Best answer: Though I am twice your age, I understand. I am enduring something similar right now--the dissolution of a four-year affianced relationship in which I was financially supporting my SO and found out, in June, that he had at least four other relationships going on in various stages of courtship. I was recently treated to a "pocket dial" phone message from his phone that was three agonizing minutes of him laughing and joking with a woman, late at night. The past six months have been the worst of my life (which tells you that my life has actually been pretty good). These are the strategies that have worked for me:

1. Reading, lots of reading. When Things Fall Apart, The Power of Now, Full-Catastrophe Living, certainly, but also a lot of fiction that deals with the vagaries of "ordinary life"--Richard Ford, John Updike--and not so ordinary life--Gabriel Garcia Marquez. Along those lines, I also watched the complete run of Six Feet Under, a smart and searing series about, in part, those phases of life that simply must be endured. For me, misery loves company.

2. Structure.
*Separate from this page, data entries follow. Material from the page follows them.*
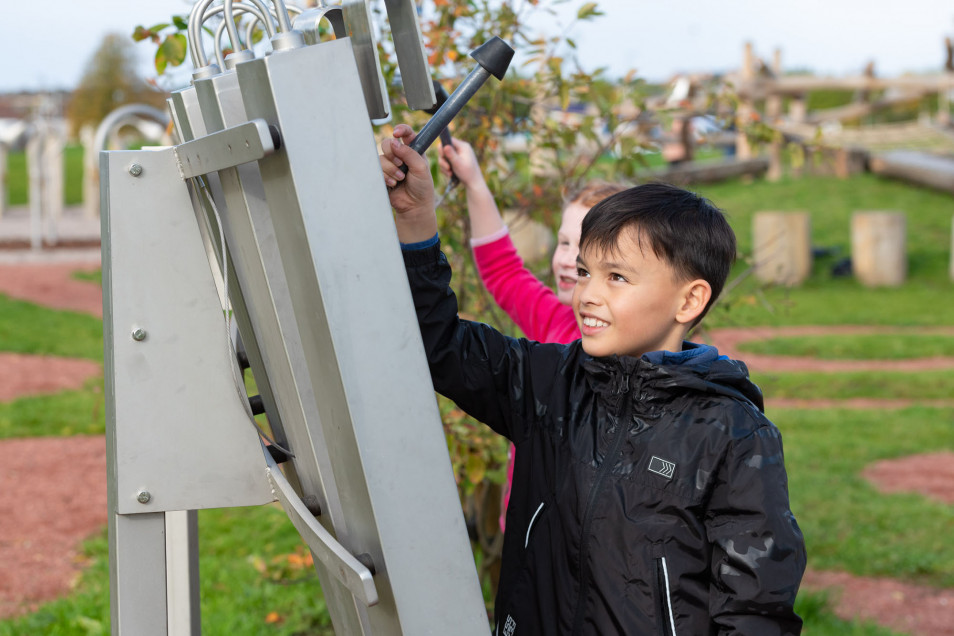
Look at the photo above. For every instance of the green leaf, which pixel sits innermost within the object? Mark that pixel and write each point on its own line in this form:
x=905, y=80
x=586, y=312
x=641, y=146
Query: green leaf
x=588, y=11
x=172, y=51
x=476, y=468
x=142, y=33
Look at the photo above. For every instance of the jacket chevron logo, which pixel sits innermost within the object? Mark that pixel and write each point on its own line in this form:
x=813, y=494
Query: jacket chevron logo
x=662, y=467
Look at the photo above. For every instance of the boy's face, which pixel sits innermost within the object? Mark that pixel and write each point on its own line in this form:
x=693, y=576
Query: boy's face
x=628, y=301
x=567, y=249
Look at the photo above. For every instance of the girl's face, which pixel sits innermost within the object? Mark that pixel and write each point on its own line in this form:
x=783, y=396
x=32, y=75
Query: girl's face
x=568, y=248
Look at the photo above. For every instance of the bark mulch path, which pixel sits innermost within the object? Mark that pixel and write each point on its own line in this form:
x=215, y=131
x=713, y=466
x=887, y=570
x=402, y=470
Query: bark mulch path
x=53, y=490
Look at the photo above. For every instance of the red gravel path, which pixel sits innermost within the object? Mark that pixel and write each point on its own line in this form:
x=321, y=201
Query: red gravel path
x=42, y=522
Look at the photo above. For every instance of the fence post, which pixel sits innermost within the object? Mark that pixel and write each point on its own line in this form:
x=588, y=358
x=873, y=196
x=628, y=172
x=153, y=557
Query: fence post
x=782, y=247
x=878, y=252
x=952, y=249
x=3, y=179
x=34, y=157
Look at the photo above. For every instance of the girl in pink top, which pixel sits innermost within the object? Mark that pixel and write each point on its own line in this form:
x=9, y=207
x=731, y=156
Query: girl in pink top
x=541, y=313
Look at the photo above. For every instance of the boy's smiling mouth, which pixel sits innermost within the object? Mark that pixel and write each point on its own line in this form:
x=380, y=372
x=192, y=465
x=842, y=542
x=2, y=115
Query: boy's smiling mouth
x=594, y=322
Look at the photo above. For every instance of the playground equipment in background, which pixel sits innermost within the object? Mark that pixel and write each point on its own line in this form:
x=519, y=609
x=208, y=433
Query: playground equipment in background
x=272, y=205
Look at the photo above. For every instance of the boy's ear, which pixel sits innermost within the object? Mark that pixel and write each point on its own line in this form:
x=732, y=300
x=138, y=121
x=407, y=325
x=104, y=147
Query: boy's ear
x=695, y=297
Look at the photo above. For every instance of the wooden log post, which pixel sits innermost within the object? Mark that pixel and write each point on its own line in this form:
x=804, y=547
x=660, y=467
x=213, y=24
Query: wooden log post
x=798, y=109
x=773, y=110
x=878, y=248
x=782, y=247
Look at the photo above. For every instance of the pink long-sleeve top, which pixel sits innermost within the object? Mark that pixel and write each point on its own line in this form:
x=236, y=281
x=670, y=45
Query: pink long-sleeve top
x=533, y=306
In my darkest days I kept myself on a fierce schedule of working, exercising, reading, and playing music, basically just trying to keep busy instead of sinking.

3. The mantra that my feelings are not permanent, that I will feel better, that things won't always look this bleak. Some days this view is easy to maintain, some days not.

4. Asking for help when I need it. I am lucky to have a great family and great friends. Never in my life have I called on people for help like I have recently--including asking people if I can just come over and spend the night when it all feels like too much to handle alone. There are places you have to be stoic--for me, at work--and places where it's ok to break down. And I've allowed myself those break downs without feeling shame.

5. Trying to just be quiet and get through it without histrionics, binge drinking, or vengeful behavior. This has been a conscious effort. Things won't be "ok" on their own; you have to try to make them so, which it sounds like you're doing.

Good luck to both of us.
posted by fiery.hogue at 4:26 PM on December 10, 2007 [5 favorites]

Having finally pulled myself out of a desperate situation that lasted entirely too long, I am convinced that this is supposed to happen. It is another painful milestone for the books -- like the first real heartbreak, ousting by a clique, puberty, the realization that your parents really aren't perfect. I've seen so many other people my age trying to secretly deal with things like this.

At 23, everything just suddenly sucks. You're left alone, lost, and clueless as to who you really are. This may last a few months, this may last a few years -- it is your choice. In the end you are left bruised, naked, and sobbing. Believe me that you are certainly not alone in this. Find others in that situation, find others that have survived it and be with them. This is the perfect opportunity to do something wild. You've already shown that you have no problem starting over in a new place, you might as well travel and take time for introspection. Stay safe, pay attention to your mental health, and let these little earthquakes happen.

Eventually you'll find yourself reborn into the world of adulthood with a long commute and a 30-year mortgage.